Так, прицепившись к вам, они идут за вами,

Вгоняют вас в тоску, вас мучают стихами,

О славе речь ведут и о деньгах больших,

О том, что получить при жизни надо их,

Но что они живут в неблагодарном веке:

Таланта он не чтит в достойном человеке;

Что жил Ронсар не так, поскольку был богат,

И что король не прав, лишая их наград.

Затем, проникнув в дом, они без приглашенья

Садятся к вам за стол без всякого смущенья

И, рот набив едой, перестают болтать,

Хоть видно по глазам, как трудно им молчать.

В зубах поковыряв и пошептав молитву,

Они вас просят пить, с едой окончив битву,

И снова речь ведут: теперь в их болтовне

Все время слышится: «Что вы дадите мне?»

Такой рефрен всегда имеет их баллада.

Мне после этих встреч лекарство выпить надо:

Я болен, у меня кружится голова,

Весь искалеченный, я двигаюсь едва.

Один такой болтун — сердитый меланхолик.

Гримасничает он, как бы томясь от колик,

Потеет, кашляет, плюется — просто страх.

Так тонко речь ведет, что смысла нет в словах.

Другой — честолюбив, и за свои творенья

Принять высокий сан готов без промедленья;

Сонет обдумывая, видит пред собой

Аббатство, что ему назначено судьбой.

Кто так же, как и я, труды их в грош не ставит, —

Тупица, неуч, лжец! Его сужденьем правит

Лишь зависть черная к достоинствам других,

Хотя молва давно талант признала их,

И только он один их умаляет славу;

В восторге дамы все, так им пришлись по нраву

Их дивные стихи, и даже по ночам

Они находятся у изголовья дам;

И в церковь их берут с собою не напрасно:

Стихи написаны божественно прекрасно.

О жителях небес тут, видно, речь идет:

Любой из них вино с богами рядом пьет,

Любой с Минервою знаком, он — светоч знанья,

И ждет от Франции почета и признанья.

Ронсар и те, о ком здесь умолчали мы!

Как можете терпеть вы, светлые умы,

Чтоб эта мошкара свое равняла пенье

С тем, что вы создали, и, словно в исступленье,

Пятнала царственные ваши имена?

Все вырождается в иные времена!

Бесстыдством окружен, чей разум, чье сознанье

Сумеет отличить невежество от знанья?

Подделку от того, что подлинно? Чей взгляд

Узрит любимца Муз, лишенного наград?

Зову в свидетели потомков! Ваше зренье

Сумеет разглядеть бессмертное творенье,

А справедливость, ум и вкус, присущий вам,

Откроют блеск его соседним племенам.

Вы твердо скажете, кто лебедь Аполлона,[445]

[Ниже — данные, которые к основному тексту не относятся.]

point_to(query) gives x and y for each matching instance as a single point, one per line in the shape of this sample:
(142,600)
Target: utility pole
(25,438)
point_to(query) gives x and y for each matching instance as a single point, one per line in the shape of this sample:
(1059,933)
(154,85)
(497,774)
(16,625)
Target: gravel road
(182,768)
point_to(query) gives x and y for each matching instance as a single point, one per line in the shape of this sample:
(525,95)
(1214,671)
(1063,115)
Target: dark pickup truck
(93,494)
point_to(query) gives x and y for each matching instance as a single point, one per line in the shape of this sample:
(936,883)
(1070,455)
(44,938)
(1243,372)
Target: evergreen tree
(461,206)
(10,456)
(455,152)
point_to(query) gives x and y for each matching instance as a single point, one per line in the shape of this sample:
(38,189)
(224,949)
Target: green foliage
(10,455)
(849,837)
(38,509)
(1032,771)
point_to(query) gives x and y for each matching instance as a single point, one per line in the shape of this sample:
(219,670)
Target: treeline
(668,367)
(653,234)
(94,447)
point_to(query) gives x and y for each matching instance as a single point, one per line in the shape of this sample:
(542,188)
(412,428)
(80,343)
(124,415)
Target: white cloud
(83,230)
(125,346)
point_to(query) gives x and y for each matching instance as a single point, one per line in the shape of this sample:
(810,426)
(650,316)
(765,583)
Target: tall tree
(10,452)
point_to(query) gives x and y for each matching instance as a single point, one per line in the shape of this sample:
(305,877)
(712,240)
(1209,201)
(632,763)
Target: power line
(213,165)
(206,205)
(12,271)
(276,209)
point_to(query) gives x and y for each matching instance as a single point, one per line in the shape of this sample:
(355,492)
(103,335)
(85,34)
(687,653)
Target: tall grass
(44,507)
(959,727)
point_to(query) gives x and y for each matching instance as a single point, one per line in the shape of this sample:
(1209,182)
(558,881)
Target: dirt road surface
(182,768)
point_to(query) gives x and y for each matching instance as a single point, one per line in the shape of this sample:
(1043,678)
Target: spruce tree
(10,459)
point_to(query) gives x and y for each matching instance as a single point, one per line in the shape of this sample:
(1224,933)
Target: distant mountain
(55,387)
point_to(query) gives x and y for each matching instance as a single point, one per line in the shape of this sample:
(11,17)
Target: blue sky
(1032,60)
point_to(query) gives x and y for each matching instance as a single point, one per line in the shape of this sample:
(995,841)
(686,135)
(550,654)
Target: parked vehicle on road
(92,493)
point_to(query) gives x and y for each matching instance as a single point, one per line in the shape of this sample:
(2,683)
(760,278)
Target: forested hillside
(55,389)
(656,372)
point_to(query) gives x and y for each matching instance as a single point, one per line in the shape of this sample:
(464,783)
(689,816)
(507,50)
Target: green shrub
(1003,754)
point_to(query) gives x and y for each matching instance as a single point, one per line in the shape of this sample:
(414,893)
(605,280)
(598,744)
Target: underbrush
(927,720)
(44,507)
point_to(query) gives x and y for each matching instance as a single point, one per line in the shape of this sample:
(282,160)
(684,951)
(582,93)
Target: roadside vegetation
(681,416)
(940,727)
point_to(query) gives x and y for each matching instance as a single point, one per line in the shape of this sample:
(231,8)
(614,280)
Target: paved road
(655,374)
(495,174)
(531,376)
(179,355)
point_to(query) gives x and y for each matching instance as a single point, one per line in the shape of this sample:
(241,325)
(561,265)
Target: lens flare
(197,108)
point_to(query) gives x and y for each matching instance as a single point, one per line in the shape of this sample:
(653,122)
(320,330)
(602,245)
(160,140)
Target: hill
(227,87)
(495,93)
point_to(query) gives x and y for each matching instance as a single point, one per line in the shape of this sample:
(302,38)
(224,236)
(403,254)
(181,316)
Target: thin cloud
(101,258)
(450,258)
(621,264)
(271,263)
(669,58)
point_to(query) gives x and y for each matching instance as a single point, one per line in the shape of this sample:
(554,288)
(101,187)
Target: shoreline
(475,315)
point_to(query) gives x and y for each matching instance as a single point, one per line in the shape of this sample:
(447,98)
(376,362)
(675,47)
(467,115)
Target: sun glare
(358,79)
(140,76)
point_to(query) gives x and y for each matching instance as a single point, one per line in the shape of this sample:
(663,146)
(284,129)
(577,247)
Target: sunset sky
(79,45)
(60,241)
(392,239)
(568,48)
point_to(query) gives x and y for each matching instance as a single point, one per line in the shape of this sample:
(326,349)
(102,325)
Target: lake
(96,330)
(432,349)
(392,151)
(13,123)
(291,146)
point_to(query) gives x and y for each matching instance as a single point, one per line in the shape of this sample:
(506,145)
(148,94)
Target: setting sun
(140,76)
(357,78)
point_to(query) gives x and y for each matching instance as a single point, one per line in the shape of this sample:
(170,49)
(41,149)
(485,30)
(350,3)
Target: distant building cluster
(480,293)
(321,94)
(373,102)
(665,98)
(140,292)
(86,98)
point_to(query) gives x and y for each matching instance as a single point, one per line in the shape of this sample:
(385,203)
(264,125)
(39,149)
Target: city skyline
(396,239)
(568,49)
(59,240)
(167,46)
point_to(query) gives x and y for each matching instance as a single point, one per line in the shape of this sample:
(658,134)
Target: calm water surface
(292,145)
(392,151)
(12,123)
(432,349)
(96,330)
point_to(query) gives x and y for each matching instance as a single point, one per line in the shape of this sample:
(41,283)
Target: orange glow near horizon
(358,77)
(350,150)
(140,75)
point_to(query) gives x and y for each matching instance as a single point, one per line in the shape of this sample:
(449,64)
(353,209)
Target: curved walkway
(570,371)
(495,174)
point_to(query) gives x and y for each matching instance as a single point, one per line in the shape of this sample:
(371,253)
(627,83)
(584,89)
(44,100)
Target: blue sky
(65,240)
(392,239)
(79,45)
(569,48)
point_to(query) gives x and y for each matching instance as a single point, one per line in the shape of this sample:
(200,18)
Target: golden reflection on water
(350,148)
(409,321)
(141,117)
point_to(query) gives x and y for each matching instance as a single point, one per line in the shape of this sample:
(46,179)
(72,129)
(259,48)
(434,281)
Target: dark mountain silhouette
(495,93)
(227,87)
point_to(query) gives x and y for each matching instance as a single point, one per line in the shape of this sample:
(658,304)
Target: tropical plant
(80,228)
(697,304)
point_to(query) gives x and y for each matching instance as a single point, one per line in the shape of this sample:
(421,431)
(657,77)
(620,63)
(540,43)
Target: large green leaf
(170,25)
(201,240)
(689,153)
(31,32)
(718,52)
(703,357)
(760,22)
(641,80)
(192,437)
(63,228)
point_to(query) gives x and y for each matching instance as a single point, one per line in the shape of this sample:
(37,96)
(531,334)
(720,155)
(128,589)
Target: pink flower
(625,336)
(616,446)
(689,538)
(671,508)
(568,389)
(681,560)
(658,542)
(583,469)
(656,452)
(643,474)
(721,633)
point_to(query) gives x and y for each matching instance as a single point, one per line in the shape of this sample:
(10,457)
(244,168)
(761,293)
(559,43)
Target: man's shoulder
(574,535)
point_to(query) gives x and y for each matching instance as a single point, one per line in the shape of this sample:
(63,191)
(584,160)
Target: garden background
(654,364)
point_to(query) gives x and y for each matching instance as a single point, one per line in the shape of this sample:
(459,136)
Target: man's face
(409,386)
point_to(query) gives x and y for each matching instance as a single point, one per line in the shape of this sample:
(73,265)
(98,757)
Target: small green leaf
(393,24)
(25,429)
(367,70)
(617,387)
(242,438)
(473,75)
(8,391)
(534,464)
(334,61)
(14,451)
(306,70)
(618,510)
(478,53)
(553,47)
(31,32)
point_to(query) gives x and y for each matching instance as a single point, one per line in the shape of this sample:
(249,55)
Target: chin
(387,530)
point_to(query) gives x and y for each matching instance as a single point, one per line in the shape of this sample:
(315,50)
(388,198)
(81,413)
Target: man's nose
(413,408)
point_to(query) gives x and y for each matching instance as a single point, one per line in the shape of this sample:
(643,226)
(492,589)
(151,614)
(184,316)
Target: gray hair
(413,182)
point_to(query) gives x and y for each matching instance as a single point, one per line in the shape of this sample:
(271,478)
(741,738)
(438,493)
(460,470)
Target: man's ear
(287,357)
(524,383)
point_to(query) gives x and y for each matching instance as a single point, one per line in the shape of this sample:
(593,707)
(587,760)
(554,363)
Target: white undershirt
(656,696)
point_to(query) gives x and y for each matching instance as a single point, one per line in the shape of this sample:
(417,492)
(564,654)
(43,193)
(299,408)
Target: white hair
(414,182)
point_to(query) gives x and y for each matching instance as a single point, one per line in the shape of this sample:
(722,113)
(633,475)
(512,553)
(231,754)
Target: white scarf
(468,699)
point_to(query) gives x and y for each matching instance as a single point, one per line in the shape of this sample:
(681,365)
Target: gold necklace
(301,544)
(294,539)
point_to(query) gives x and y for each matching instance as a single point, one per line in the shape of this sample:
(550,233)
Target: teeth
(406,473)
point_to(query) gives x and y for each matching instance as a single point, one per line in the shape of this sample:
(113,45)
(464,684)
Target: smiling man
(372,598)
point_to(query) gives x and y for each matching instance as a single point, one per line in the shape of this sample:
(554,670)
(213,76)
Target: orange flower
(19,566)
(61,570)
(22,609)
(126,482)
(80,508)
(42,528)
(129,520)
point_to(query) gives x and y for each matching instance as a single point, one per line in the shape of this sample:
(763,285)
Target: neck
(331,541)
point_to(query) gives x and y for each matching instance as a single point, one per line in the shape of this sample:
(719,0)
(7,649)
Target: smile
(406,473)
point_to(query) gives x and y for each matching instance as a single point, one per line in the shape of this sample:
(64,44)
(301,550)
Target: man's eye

А кто бессовестная дерзкая ворона,

В чьем наглом карканье нетрудно угадать

Желанье лаврами бессмертья обладать.

Сатира III(Фрагмент)

Маркизу де Кевр[446]


Маркиз, что делать мне с такой неразберихой?

Предаться, кинув свет, ученью в келье тихой,

И с Аристотелем, с Гомером на столе

Колосья подбирать на греческой земле —

Остатки жатвы той, что собрана недаром

В свои хранилища Депортом и Ронсаром,

И честь им принесла, и славу, чтоб они

Гигантам прошлого равнялись в наши дни.

Что делать? Иль служить и при дворе остаться,

Чтобы несбыточной надеждою питаться,

Быть воплощенною немилостью, скучать,

В опале жить мечтой и в бешенстве молчать,

Но и мечтать устав, больным, в душевной смуте,

Издохнуть на тряпье в каком-нибудь приюте.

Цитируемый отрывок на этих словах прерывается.